IMAGO / Jan Huebner
Fans von Hertha BSC drohen harte Konsequenzen nach den Vorkommnissen in Dresden, kündigt Dr. Peter Görlich an.
Im Interview mit der Frankfurter Allgemeinen Zeitung hat sich der Geschäftsführer deutlich ausgedrückt: „Das, was wir in Dresden gesehen haben, hat nichts mit einem schönen Stadionerlebnis zu tun“. In der 19. Spielminute der Partie zwischen Dynamo Dresden und Hertha sind Fans beider Klubs aufeinandergestoßen und mussten von der Polizei getrennt werden. Das Spiel war 20 Minuten unterbrochen, ehe Schiedsrichter Sven Jablonski wieder anpfiff.
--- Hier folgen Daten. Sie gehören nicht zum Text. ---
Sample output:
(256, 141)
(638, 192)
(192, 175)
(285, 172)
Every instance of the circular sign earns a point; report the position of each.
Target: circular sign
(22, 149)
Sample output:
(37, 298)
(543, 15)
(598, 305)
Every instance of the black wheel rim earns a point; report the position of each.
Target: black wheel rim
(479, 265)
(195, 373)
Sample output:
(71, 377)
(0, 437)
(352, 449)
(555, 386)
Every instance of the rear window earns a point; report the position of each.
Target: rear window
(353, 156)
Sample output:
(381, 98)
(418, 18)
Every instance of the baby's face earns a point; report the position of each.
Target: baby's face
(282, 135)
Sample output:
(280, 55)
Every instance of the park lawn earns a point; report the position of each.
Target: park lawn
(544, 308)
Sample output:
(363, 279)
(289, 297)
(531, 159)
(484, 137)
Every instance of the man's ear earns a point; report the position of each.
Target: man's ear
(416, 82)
„Wir sind nicht derjenige, der die Störer feststellt. Da sind wir auf andere Organisatoren und Institutionen angewiesen. Mit denen arbeiten wir eng zusammen“, so Görlich weiter. Die Polizei und auch der DFB haben Ermittlungen aufgenommen. Von der Polizei Dresden wurde die Ermittlungsgruppe under dem Namen „Fahne“ ins Leben gerufen – 14 Beamte werten 330 Gigabyte an Videomaterial aus, es werden „Super-Recognizer“ verwendet.
Görlich weiß: „Vor dem Hintergrund der Betrachtung durch die Innenministerkonferenz und die Sportministerkonferenz waren diese Aktionen sicherlich nicht förderlich“. Sachsens Innenminister Armin Schuster ist der Meinung, dass die Vorfälle sinnbildlich für eine „Gewaltfolklore“ stünden. Seine Geduld sei „endgültig ein Ende“. Er drohte mit Strafen, sollte es keine „drakonischen“ Konsequenzen vonseiten der Vereine geben.
Der Austausch zwischen Hertha und der Fanszene ist „sehr intensiv“ und „sehr offen“, lässt Görlich verlauten. Es „fallen sehr klare und sehr deutlich Worte“, so der 59-Jährige, der harte Konsequenzen für die Täter unter den Hertha-Fans ankündigt: „Stadionverbote. Man wird sicherlich auch darüber diskutieren müssen, wie es mit der Ausübung der Mitgliedschaft aussieht“. Solch eine Diskussion sei „aus unserer Sicht unumgänglich“.
Die Polizei arbeitet den Fall derzeit auf. „Bislang sind keine Tatverdächtigen identifiziert worden. An dieser Stelle sind weitere Ermittlungen notwendig“, hatte die Sächsische Zeitung einen Sprecher der Polizeidirektion Dresden zitiert. Dynamo Dresden hat vor wenigen Tagen bereits ein Statement veröffentlicht, in denen man erste Maßnahmen erarbeitet hat. Auch die Sachsen kündigten Stadionverbote an, aber auch ein neues Sicherheitskonzept.
Von der Berliner Polizei gibt es den Vorschlag über „intelligente KI-basierte Videotechnik“ nachzudenken, um gewaltbereite Fans zu identifizieren, sagte der Sprecher des Berliner GdP-Landesverbands, Benjamin Jendro, gegenüber t-online. Görlich wollte sich dazu nicht äußern, im rbb-Interview stellte er klar, man habe „Mittel und Wege zur Verfügung“ stehen.